Aku mengirim surat ini, karena aku yakin sampai sekarang kamu masih marah sama aku soal HP dan Najid. Aku cuma mau bilang ke kamu, aku sangat menyesal karena telah menyenggol HP-mu sampai jadi hancur dan rusak. Aku juga mau menyampaikan, kalau aku itu, sayaaaaaang banget sama kamu. Aku ingin, persahabatan kita bisa sampai tua nanti. Tapi rasanya nggak mungkin, kamu sangat marah dan pasti membenciku. Tapi, meskipun begitu, aku akan tetap sayang sama kamu kayak dulu waktu kita masih bersahabat.
N.B. Balas ya, kalau kamu membaca surat ini, tapi kalau tidak mau dibaca dibuang saja anggap saja tidak penting.
Salam Sahabat,
Adrian
Setelah membaca surat ini, aku pun menangis. Aku tak menyangka kalau Rian masih mengingatku, bahkan masih menyayangiku. Aku kira dia benar-benar marah dengan tuduhan yang kutujukan padanya tentang HP itu. Ya Allah, aku sungguh menyesal, sahabat sebaik dia yang sama sekali tidak punya rasa dendam ataupun rasa benci kepada orang yang telah dengan jahat memfitnahnya. Ya Allah, kenapa aku harus sebodoh ini?
Masalah Najid, kenapa dulu aku harus membuat Najid menjadi masalah? Kenapa? Tega-teganya aku menuduh orang yang sangat sayang padaku, yang masih menganggapku sahabat. Aku benci dengan diriku sendiri. Kenapa aku sebodoh ini, Ya Allah? Kenapa Engkau baru membuat hati ini terketuk saat dia sudah meninggalkanku, meninggalkan dunia ini?

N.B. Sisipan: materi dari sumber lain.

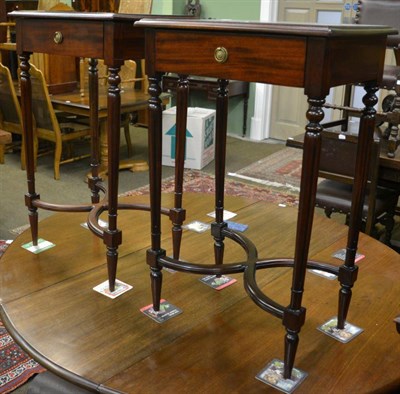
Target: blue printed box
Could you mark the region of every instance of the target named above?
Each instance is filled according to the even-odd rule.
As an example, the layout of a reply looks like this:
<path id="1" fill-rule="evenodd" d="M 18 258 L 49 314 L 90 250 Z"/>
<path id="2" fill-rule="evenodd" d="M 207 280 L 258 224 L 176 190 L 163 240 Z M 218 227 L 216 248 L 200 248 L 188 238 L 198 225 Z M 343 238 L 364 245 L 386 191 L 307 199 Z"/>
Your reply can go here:
<path id="1" fill-rule="evenodd" d="M 164 166 L 175 165 L 176 107 L 163 112 Z M 185 168 L 201 170 L 214 159 L 215 110 L 188 108 Z"/>

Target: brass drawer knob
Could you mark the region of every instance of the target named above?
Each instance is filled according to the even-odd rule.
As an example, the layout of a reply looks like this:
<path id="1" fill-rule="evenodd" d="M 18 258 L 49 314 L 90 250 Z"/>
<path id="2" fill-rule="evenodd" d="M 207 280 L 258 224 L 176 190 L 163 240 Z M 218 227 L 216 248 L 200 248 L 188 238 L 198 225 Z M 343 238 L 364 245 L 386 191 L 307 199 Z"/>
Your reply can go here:
<path id="1" fill-rule="evenodd" d="M 62 33 L 61 33 L 60 31 L 56 31 L 56 32 L 54 33 L 54 38 L 53 38 L 53 40 L 54 40 L 54 42 L 55 42 L 56 44 L 61 44 L 62 41 L 63 41 L 63 39 L 64 39 L 64 37 L 63 37 L 63 35 L 62 35 Z"/>
<path id="2" fill-rule="evenodd" d="M 224 47 L 218 47 L 214 51 L 214 59 L 218 63 L 225 63 L 228 60 L 228 50 Z"/>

Allah SWT ... jika waktu dapat diulang, aku ingin mengulang waktu. Aku ingin merubah semuanya, aku akan larang dia pergi ke Lhok Nga sana. Aku ingin mengatakan padanya, bahwa HP-ku hanya rusak ringan dan tidak perlu diganti. Aku tidak ingin melarangnya berkawan dengan Najid. Aku ingin mengatakan bahwa aku juga masih sangat menyayanginya. Aku akan katakan, betapa berharganya seorang ‘Rian’ bagiku. Dan yang paling ingin aku katakan padanya adalah, “Maafkan aku, sahabat …”.